Start with FMCSA SAFER (safer.fmcsa.dot.gov): look up their MC number, confirm operating status is "Authorized for Property," verify insurance is on file, and check OOS rates against national averages. Then run Carrier411 or Highway for broker feedback on patterns of no-shows or double brokering. Verify current insurance via RMIS or MyCarrierPackets. Do a quick Google search for the carrier name or MC number plus "fraud." Finally, call the phone number on the FMCSA record — not the load board post — and confirm they match. That five-step process catches the vast majority of fraud and compliance failures before a load is booked.
What is the FMCSA SAFER system and what does it tell you?
SAFER (Safety and Fitness Electronic Records) is the FMCSA's public carrier compliance database — operating authority status, insurance on file, safety rating, and inspection/OOS data. You access it at safer.fmcsa.dot.gov. It's the authoritative federal source but lags real-time events by days, which is why RMIS or MyCarrierPackets insurance verification is still necessary in addition to FMCSA.
What are the biggest red flags when vetting a carrier?
Operating status anything other than "Authorized for Property," OOS rates significantly above national averages, multiple recent reviews on Carrier411 or Highway mentioning no-shows or double brokering, insurance that's lapsed or expiring within 30 days, and a mismatch between the phone number on the FMCSA record and the number on the load board post.
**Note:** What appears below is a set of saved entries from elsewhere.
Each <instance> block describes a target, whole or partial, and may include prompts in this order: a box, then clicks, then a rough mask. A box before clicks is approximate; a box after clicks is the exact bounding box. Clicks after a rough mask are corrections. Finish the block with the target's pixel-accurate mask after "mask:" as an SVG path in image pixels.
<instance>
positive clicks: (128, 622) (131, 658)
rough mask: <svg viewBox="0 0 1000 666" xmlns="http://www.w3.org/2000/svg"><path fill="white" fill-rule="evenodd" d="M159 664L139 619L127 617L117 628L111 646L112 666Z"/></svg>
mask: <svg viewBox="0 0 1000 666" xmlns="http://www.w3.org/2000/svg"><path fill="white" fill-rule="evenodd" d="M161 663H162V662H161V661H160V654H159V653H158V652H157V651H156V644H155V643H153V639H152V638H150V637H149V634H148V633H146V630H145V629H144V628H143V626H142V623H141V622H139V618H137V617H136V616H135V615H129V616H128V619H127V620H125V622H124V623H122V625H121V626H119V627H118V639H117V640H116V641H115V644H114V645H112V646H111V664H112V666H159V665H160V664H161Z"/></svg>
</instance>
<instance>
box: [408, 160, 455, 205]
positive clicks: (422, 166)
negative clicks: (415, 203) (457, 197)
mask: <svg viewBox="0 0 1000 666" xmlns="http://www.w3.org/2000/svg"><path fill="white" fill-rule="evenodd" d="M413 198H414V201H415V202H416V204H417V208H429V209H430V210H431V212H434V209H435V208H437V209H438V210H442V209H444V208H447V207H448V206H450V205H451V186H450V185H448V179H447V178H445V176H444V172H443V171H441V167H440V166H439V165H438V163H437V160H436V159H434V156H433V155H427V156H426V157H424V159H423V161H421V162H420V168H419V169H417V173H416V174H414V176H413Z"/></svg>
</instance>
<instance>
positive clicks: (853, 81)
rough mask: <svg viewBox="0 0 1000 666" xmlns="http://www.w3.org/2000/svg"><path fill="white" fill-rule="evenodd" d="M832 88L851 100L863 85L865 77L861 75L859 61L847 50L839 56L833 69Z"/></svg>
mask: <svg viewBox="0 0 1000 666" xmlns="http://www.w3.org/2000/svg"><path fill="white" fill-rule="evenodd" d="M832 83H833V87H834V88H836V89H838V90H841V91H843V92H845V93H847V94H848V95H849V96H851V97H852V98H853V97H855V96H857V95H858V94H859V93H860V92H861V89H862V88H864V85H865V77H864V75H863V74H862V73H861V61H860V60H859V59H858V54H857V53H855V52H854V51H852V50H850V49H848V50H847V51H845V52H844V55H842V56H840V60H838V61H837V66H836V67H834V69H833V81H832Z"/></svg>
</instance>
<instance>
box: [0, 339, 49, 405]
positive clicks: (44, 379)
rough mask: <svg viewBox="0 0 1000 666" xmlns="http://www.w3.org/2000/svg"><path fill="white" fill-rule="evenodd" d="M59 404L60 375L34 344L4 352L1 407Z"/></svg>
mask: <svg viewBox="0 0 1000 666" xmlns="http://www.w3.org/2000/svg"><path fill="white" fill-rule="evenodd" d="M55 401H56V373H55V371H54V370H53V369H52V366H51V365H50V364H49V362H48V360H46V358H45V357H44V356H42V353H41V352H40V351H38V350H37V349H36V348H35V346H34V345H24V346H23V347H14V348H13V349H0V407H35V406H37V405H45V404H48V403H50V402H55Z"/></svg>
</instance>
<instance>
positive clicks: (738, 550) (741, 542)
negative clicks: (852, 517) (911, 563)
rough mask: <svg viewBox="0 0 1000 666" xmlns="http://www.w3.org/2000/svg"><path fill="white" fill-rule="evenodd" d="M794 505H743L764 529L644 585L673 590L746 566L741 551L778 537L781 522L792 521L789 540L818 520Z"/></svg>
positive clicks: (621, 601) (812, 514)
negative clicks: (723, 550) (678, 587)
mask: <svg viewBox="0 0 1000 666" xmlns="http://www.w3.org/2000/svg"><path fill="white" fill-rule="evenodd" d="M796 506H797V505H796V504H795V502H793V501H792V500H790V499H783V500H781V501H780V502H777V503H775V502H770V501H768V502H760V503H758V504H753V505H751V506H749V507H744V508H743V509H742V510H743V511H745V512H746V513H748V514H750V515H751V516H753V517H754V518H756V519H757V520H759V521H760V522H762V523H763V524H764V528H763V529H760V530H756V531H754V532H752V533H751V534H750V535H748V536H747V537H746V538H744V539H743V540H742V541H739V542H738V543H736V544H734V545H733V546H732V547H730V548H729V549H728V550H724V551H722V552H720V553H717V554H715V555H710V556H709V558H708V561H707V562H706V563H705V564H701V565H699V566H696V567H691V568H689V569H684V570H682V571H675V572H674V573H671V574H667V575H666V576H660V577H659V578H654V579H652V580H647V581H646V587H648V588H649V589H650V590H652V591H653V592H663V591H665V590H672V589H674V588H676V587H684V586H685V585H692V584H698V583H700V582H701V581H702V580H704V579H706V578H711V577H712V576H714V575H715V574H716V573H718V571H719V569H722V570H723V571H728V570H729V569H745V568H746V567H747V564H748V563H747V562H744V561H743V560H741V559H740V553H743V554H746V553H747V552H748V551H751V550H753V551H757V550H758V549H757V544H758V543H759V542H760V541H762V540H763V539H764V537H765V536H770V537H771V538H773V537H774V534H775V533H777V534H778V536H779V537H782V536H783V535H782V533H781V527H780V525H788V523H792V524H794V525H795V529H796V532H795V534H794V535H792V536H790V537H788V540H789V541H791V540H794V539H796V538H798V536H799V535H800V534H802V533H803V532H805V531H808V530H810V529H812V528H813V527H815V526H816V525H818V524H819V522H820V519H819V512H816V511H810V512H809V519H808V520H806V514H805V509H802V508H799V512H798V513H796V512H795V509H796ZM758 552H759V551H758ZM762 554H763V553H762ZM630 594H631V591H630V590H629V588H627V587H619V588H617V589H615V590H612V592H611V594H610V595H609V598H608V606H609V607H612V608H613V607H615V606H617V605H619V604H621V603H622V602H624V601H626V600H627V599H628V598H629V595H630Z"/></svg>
That last flag is the clearest indicator of identity fraud.
How do you catch double brokering before it happens?
Carrier411 and Highway flag carriers with documented double brokering history. Highway's identity verification can detect a carrier posting under a stolen MC number. The phone verification step — calling the FMCSA number, not the load board number — is the most direct catch for active identity fraud. Some brokers also use GPS tracking tied to carrier entity verification: if the truck's tracking shows a different carrier name than who you booked, that is a live double brokering signal.